Depuis fin septembre, la gestion de nos arènes et Robert Margé ont alimenté les conversations et la presse locale, à double titre : qualitatif et financier. Cette nouvelle association va-t-elle tout régler ? Les capacités négociatrices et les références de Simon Casas ne sont pas à mettre en doute mais si l’Aficion Biterroise officielle et ses clubs taurins ne se réveillent pas, cela ne résoudra pas tout. Leur présence dans les gradins du festival de clôture des Journées Taurines m’inquiète vraiment. Il y avait moins de 50 de ces aficionados en comptant les organisateurs, sur les 400 personnes qui étaient venues voir les derniers toros de la temporada et pour soutenir les jeunes toreros. Il faut certes expliquer la dégradation que nous constatons tous dans notre aficion d’aujourd’hui. Ceux qui étaient au pouvoir dans les années 90 dans le monde taurin des arènes de Béziers (municipalités incluses), avec la complicité d’une partie des aficionados, ont tout fait pour la diviser et diminuer son pouvoir et ses ambitions. Progressivement, l’Aficion organisée s’est délitée et a perdu son rôle de propositions, d’animation, de moteur qui soit capable de faire valoir ses droits et constituer un pouvoir dont on doit tenir compte. La création de la Fédération n’a pas rempli ce rôle, bien au contraire. Pourtant, les clubs encore non fédérés et les associations avaient su se réunir pour l’organisation du Festival Taurin bénéfique de 1992. C’était un autre temps. Ils avaient obtenu un résultat de qualité et reconnu par tous. Dans mon édito du mois d’août, je faisais appel à la responsabilité de tous pour rendre à nos arènes son image, son public, son rayonnement, sa place dans l’Aficion du Sud. J’ai entendu et lu beaucoup de commentaires pour le moment, sans mesures concrètes. Laissons-leur le temps, même si cela presse… L’arrivée de Simon Casas est une information intéressante, surtout pour l’empresa, mais sera-t-elle suffisante pour le retour de l’émotion dans nos arènes ? Ce ne sont pas les dernières parutions emphatiques et dithyrambiques qui vont changer la situation.

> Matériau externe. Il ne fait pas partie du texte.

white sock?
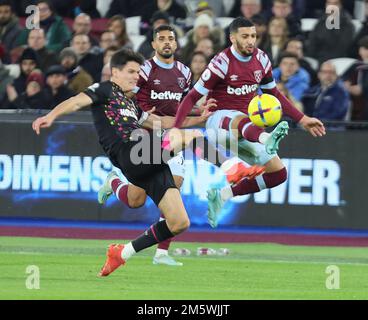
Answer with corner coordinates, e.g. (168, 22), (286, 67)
(121, 242), (136, 261)
(221, 157), (240, 172)
(258, 132), (271, 144)
(220, 186), (234, 202)
(155, 248), (169, 257)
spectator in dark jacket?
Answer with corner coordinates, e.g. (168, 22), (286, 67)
(27, 29), (58, 72)
(272, 0), (302, 37)
(303, 61), (350, 121)
(13, 48), (39, 95)
(307, 0), (355, 64)
(0, 0), (22, 58)
(9, 70), (50, 109)
(138, 11), (170, 59)
(45, 65), (75, 108)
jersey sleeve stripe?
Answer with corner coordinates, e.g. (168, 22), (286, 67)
(208, 62), (225, 79)
(265, 61), (272, 74)
(194, 80), (209, 96)
(260, 80), (276, 89)
(139, 70), (148, 81)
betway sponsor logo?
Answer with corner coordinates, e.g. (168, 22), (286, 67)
(120, 109), (138, 120)
(151, 90), (183, 101)
(227, 84), (258, 96)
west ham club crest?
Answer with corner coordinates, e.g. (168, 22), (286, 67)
(178, 78), (185, 89)
(253, 70), (262, 83)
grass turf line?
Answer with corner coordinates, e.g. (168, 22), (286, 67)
(0, 237), (368, 300)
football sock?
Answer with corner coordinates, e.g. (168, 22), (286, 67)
(132, 220), (174, 252)
(156, 213), (172, 251)
(189, 137), (229, 167)
(238, 118), (270, 144)
(230, 168), (287, 200)
(110, 178), (129, 207)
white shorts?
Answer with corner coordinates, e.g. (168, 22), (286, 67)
(167, 151), (185, 179)
(206, 110), (277, 165)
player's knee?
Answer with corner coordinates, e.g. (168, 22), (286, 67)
(171, 218), (190, 234)
(267, 167), (287, 188)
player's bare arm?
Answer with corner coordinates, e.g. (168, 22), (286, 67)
(32, 93), (92, 134)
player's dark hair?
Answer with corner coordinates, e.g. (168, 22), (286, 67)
(35, 0), (55, 13)
(110, 49), (144, 70)
(358, 36), (368, 49)
(229, 17), (254, 33)
(278, 51), (300, 64)
(152, 24), (178, 40)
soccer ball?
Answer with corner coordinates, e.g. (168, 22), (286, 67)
(248, 93), (282, 128)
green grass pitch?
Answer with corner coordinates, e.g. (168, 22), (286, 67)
(0, 237), (368, 300)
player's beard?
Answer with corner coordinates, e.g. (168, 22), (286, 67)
(236, 41), (254, 57)
(158, 50), (174, 59)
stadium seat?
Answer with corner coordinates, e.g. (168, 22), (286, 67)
(330, 58), (357, 77)
(351, 19), (363, 34)
(125, 16), (141, 35)
(216, 17), (234, 29)
(304, 57), (318, 71)
(301, 18), (318, 32)
(129, 34), (146, 51)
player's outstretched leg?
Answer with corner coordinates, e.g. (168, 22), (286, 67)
(97, 171), (119, 204)
(152, 214), (183, 267)
(99, 188), (190, 277)
(265, 121), (289, 154)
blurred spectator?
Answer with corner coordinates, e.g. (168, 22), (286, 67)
(285, 38), (318, 86)
(99, 30), (117, 51)
(17, 0), (71, 52)
(276, 82), (304, 112)
(8, 69), (50, 109)
(307, 0), (355, 64)
(71, 34), (103, 82)
(181, 14), (225, 64)
(229, 0), (262, 20)
(189, 51), (209, 88)
(273, 52), (310, 102)
(28, 29), (58, 72)
(0, 0), (22, 57)
(349, 0), (368, 59)
(303, 61), (350, 121)
(260, 18), (289, 65)
(138, 11), (170, 59)
(13, 48), (39, 95)
(101, 63), (111, 82)
(195, 0), (226, 17)
(0, 52), (14, 105)
(106, 0), (157, 21)
(142, 0), (187, 22)
(60, 48), (93, 93)
(194, 38), (215, 64)
(342, 36), (368, 121)
(272, 0), (302, 37)
(107, 15), (133, 49)
(304, 0), (355, 18)
(64, 13), (99, 47)
(45, 65), (74, 108)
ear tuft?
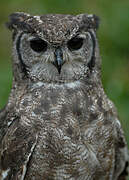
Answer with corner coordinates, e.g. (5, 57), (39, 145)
(6, 12), (30, 30)
(82, 14), (100, 30)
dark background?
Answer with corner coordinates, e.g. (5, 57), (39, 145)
(0, 0), (129, 163)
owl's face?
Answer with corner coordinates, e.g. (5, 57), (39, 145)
(8, 13), (97, 83)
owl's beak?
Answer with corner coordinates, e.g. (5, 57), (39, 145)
(53, 47), (64, 74)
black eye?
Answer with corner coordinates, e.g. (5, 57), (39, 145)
(67, 37), (83, 51)
(30, 39), (47, 52)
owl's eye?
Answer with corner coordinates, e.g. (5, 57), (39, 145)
(30, 38), (47, 53)
(67, 37), (83, 51)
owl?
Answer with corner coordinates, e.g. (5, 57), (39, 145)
(0, 12), (128, 180)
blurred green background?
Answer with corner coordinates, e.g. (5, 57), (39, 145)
(0, 0), (129, 150)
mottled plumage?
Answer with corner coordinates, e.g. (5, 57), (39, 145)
(0, 13), (128, 180)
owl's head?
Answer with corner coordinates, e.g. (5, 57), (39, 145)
(7, 13), (99, 83)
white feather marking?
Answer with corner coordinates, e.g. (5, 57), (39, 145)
(20, 135), (38, 180)
(1, 168), (10, 180)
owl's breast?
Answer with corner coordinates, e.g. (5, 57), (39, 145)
(15, 84), (114, 179)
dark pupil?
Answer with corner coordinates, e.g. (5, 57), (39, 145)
(30, 39), (47, 52)
(68, 37), (83, 50)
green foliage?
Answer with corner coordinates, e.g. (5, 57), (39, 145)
(0, 0), (129, 152)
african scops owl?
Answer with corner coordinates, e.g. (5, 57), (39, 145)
(0, 12), (128, 180)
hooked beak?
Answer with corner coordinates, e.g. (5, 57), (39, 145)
(53, 47), (64, 74)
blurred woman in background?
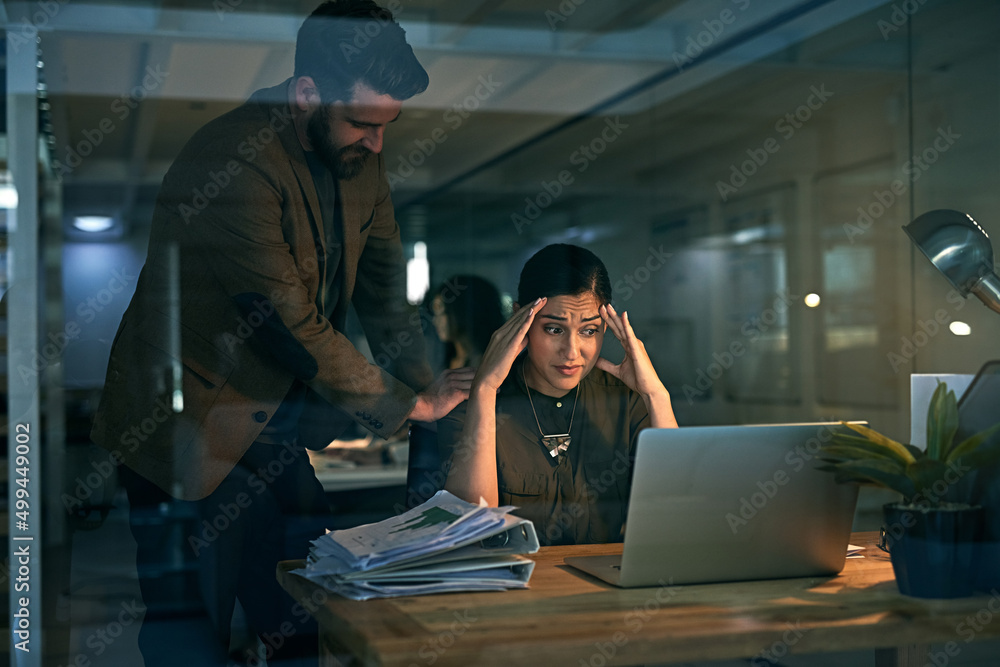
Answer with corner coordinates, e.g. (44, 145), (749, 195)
(431, 275), (506, 368)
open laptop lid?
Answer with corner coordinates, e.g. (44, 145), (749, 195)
(617, 422), (858, 586)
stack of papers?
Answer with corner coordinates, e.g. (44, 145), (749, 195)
(293, 491), (538, 600)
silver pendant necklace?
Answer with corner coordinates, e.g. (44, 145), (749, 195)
(521, 364), (580, 458)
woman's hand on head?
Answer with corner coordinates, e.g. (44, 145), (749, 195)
(473, 297), (545, 392)
(597, 304), (666, 396)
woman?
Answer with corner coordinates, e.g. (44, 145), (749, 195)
(438, 244), (677, 544)
(431, 275), (505, 368)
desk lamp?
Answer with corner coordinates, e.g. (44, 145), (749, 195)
(903, 209), (1000, 313)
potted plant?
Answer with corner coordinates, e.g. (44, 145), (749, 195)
(820, 382), (1000, 598)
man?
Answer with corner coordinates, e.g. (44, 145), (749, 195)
(92, 0), (472, 665)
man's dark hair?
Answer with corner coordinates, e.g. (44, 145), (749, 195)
(517, 243), (611, 306)
(295, 0), (428, 104)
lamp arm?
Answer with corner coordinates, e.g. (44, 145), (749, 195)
(969, 272), (1000, 313)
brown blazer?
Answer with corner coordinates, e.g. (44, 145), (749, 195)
(91, 81), (432, 500)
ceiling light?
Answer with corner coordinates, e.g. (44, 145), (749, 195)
(0, 171), (17, 209)
(948, 320), (972, 336)
(73, 215), (115, 233)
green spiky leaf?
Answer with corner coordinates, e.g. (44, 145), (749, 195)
(822, 433), (910, 466)
(945, 423), (1000, 461)
(906, 458), (950, 505)
(927, 382), (958, 461)
(836, 459), (916, 499)
(840, 421), (916, 463)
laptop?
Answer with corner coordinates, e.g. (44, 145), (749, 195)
(565, 422), (863, 588)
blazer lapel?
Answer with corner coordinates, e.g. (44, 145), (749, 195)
(337, 178), (362, 307)
(268, 79), (329, 312)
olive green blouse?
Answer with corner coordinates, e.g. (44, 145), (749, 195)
(438, 355), (649, 545)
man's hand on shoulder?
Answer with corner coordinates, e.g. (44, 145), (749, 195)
(409, 368), (476, 422)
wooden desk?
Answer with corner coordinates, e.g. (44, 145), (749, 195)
(278, 533), (1000, 667)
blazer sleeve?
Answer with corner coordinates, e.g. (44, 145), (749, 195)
(175, 135), (416, 437)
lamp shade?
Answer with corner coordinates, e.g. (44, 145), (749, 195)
(903, 209), (1000, 312)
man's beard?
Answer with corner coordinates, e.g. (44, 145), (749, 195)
(306, 105), (372, 181)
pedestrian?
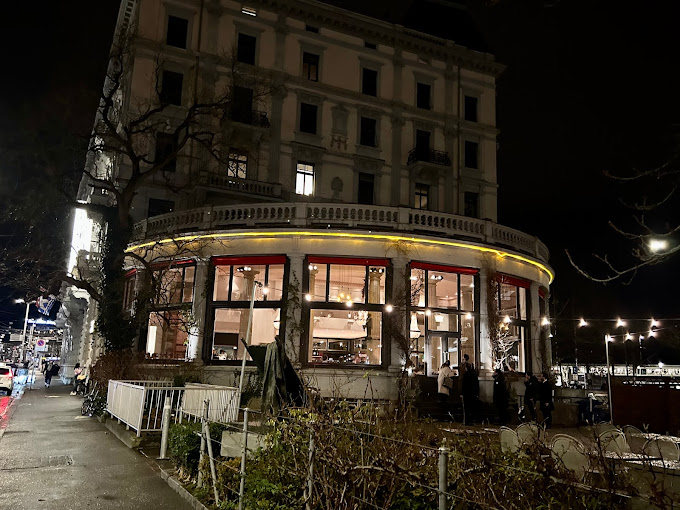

Pour conclure, je me contenterai de qualifier le festival taurin de l’École d’intéressant, avec un bétail de la ganaderia Margé encasté mais très exigeant pour ces jeunes. Carlos Olsina a démontré des progrès évidents. Le travail porte ses fruits. Je sais qu’il va continuer ses entraînements intensifs à Séville pour préparer une temporada 2018 importante pour la suite de la carrière qu’il a choisie, dans le monde difficile que l’on connaît. Il faut aussi féliciter Anaïs pour sa grande aficion et ses progrès. Elle mérite notre respect.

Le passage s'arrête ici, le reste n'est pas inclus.